The Daily Journal announced today that multiple Manatt teams have been honored with 2018 “California Lawyer Attorneys of the Year” awards for their extraordinary achievements in various sectors of the law. Each year, through its prestigious CLAY Awards, the Daily Journal recognizes the lawyers whose cases had far-reaching impacts in law, business and society.
Litigation partners Barry Landsberg, Harvey Rochman and Craig Rutenberg are recognized for their work on behalf of Dignity Health in Minton v. Dignity Health, an “eye-catching case” that turned on a nearly decade-old precedent. The matter involved Evan Minton, a transgender man who sought a hysterectomy as part of a series of gender reassignment procedures. Minton alleged discrimination under California’s Unruh Civil Rights Act after his surgery was moved from a hospital within Dignity Health’s system that was affiliated with the Catholic Church to one of Dignity’s non-Catholic hospitals. Landsberg told the Daily Journal that the underlying legal principle was fairly straightforward and that Dignity followed a model laid out by North Coast Women’s Care Medical Group Inc. v. San Diego Superior Court. He said, “The complaint acknowledged that Dignity Health immediately undertook to have the procedure performed at another Dignity Health non-Catholic hospital. The court agreed that, based on California Supreme Court precedent, Dignity Health provided Mr. Minton with full and equal accommodations and did not intentionally discriminate against him.”

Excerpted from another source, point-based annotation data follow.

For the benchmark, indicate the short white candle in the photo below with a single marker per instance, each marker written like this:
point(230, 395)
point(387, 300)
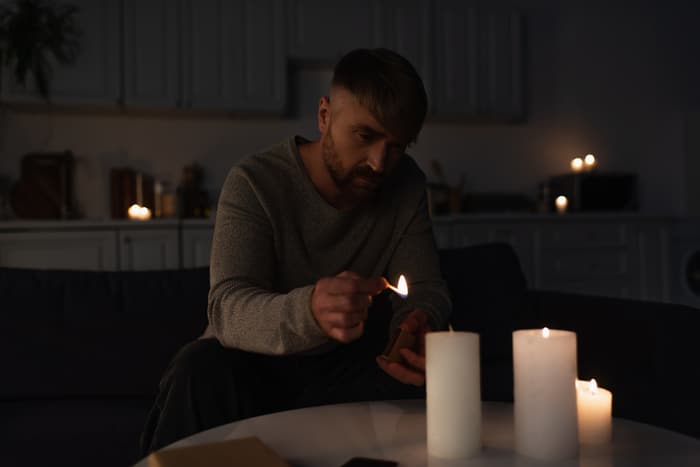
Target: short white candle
point(453, 394)
point(594, 413)
point(577, 164)
point(140, 213)
point(589, 161)
point(562, 203)
point(544, 363)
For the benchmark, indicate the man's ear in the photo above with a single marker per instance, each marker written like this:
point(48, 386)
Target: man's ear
point(324, 113)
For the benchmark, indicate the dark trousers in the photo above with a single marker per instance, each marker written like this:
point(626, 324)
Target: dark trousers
point(208, 385)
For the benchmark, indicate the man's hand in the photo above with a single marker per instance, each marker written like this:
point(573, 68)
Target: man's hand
point(340, 304)
point(413, 371)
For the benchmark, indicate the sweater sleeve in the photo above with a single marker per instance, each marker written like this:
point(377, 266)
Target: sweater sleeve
point(416, 257)
point(244, 310)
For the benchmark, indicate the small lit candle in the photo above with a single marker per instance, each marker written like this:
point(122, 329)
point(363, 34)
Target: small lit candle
point(562, 203)
point(594, 413)
point(401, 288)
point(577, 164)
point(544, 373)
point(139, 213)
point(589, 162)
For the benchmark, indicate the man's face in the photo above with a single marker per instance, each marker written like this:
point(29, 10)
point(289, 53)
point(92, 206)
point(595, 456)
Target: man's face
point(357, 151)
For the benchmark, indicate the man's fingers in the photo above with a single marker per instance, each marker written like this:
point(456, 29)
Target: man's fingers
point(349, 283)
point(401, 373)
point(347, 335)
point(415, 321)
point(413, 359)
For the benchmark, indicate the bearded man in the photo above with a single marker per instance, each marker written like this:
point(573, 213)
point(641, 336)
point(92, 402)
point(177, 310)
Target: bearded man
point(308, 236)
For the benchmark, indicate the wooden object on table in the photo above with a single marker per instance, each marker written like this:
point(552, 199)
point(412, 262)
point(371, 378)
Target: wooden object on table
point(241, 452)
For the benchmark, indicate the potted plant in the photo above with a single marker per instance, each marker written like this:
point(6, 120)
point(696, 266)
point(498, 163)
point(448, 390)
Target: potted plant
point(34, 35)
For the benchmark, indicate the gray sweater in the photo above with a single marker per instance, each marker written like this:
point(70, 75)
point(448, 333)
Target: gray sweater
point(275, 236)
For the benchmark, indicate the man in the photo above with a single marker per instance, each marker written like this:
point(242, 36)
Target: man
point(307, 236)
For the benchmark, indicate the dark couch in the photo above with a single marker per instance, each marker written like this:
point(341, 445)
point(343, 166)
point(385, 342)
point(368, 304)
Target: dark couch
point(82, 352)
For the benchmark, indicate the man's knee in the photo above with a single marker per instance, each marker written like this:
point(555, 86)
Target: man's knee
point(202, 360)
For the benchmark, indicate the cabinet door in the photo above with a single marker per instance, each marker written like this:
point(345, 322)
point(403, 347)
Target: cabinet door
point(323, 31)
point(151, 53)
point(404, 26)
point(234, 55)
point(455, 55)
point(196, 246)
point(479, 70)
point(84, 250)
point(148, 249)
point(94, 78)
point(500, 70)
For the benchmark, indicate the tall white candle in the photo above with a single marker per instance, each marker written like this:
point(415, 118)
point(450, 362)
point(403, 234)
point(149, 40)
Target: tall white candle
point(594, 413)
point(544, 363)
point(453, 394)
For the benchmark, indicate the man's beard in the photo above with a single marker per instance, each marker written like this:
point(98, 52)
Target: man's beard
point(344, 181)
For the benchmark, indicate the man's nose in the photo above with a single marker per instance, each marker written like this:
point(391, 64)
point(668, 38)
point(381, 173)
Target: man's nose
point(377, 158)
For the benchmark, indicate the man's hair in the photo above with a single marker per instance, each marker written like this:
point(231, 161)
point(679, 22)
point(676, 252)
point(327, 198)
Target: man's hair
point(388, 86)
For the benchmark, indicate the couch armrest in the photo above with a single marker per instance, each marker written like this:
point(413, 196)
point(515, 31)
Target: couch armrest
point(643, 351)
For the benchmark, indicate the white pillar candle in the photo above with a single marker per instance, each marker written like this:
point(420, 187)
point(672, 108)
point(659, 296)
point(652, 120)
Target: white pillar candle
point(562, 203)
point(594, 413)
point(589, 162)
point(544, 363)
point(453, 394)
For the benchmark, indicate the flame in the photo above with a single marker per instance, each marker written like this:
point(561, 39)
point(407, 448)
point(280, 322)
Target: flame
point(576, 164)
point(593, 386)
point(402, 285)
point(139, 212)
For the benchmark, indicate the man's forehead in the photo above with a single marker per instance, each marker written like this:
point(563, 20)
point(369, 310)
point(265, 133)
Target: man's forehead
point(361, 118)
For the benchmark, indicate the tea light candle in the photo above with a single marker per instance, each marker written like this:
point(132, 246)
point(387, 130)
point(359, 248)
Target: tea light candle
point(453, 394)
point(589, 162)
point(139, 213)
point(577, 164)
point(562, 203)
point(594, 413)
point(545, 412)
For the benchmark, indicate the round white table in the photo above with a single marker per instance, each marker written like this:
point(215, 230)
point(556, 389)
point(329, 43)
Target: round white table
point(327, 436)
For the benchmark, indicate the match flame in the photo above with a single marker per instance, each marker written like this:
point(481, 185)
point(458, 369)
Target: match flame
point(402, 285)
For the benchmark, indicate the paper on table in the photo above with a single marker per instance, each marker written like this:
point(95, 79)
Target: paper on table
point(232, 453)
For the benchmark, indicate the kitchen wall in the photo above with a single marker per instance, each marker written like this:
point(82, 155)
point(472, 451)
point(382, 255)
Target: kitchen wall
point(614, 80)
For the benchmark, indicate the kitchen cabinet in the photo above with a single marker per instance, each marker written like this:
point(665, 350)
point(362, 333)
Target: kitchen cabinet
point(196, 245)
point(152, 70)
point(623, 255)
point(95, 77)
point(613, 256)
point(404, 26)
point(322, 31)
point(146, 248)
point(233, 56)
point(91, 250)
point(478, 69)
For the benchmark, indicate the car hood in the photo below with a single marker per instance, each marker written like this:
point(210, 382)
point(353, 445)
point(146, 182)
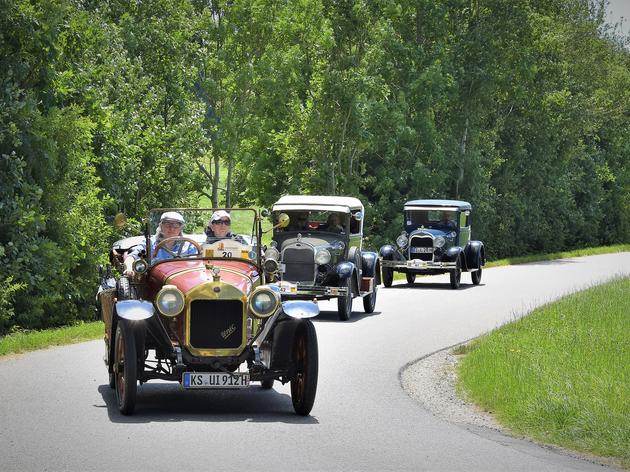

Appellate partner Joanna McCallum is recognized for her successful argument before a Second District Court of Appeal panel that led to a significant victory for victims of domestic violence in California. McCallum, working pro bono with lawyers at the Family Violence Appellate Project, represented the plaintiff in Priscila N. v. Leonardo G., a case that clarifies the jurisdictions of domestic violence restraining order renewals. The issue began when Priscila’s restraining order against her spouse, which was issued by a juvenile court, was up for renewal. When the juvenile court was satisfied that the children were safe under the orders it issued, it terminated its jurisdiction and transferred the restraining order to the pending divorce proceeding in family court, which then concluded it lacked jurisdiction to renew the restraining order, leaving Priscila to start the entire process over. The Court of Appeal reversed, holding that the family court does have jurisdiction under the Domestic Violence Protection Act to renew a restraining order issued by the juvenile court. "This furthers the Legislature's purpose to make sure that protections in juvenile court translate seamlessly to family court without the burdens and obstacles of restarting the restraining order process," McCallum told the Daily Journal.
Land use co-chair Victor De la Cruz and associates C.J. Laffer and Salvador Pérez were recognized for their work in helping elderly residents stay in their homes after an apartment with assisted living services sent them eviction notices in 2016. Working pro bono with public interest law firm Bet Tzedek, the team turned a three-month eviction notice into a long-term relocation plan that allows the residents to move back to the renovated building for no additional rent. Key to the effort was a residential hotel designation that the team secured for the apartment building that’s now under appeal by Watermark Communities, which had bought the building with plans to convert it into a luxury, licensed assisted living facility. The new designation brings stricter conditions, including a required tenant habitability plan that regulates relocation plans for residents. “A lot of this is making sure this large-scale eviction of senior citizens never really happens again,” said De la Cruz.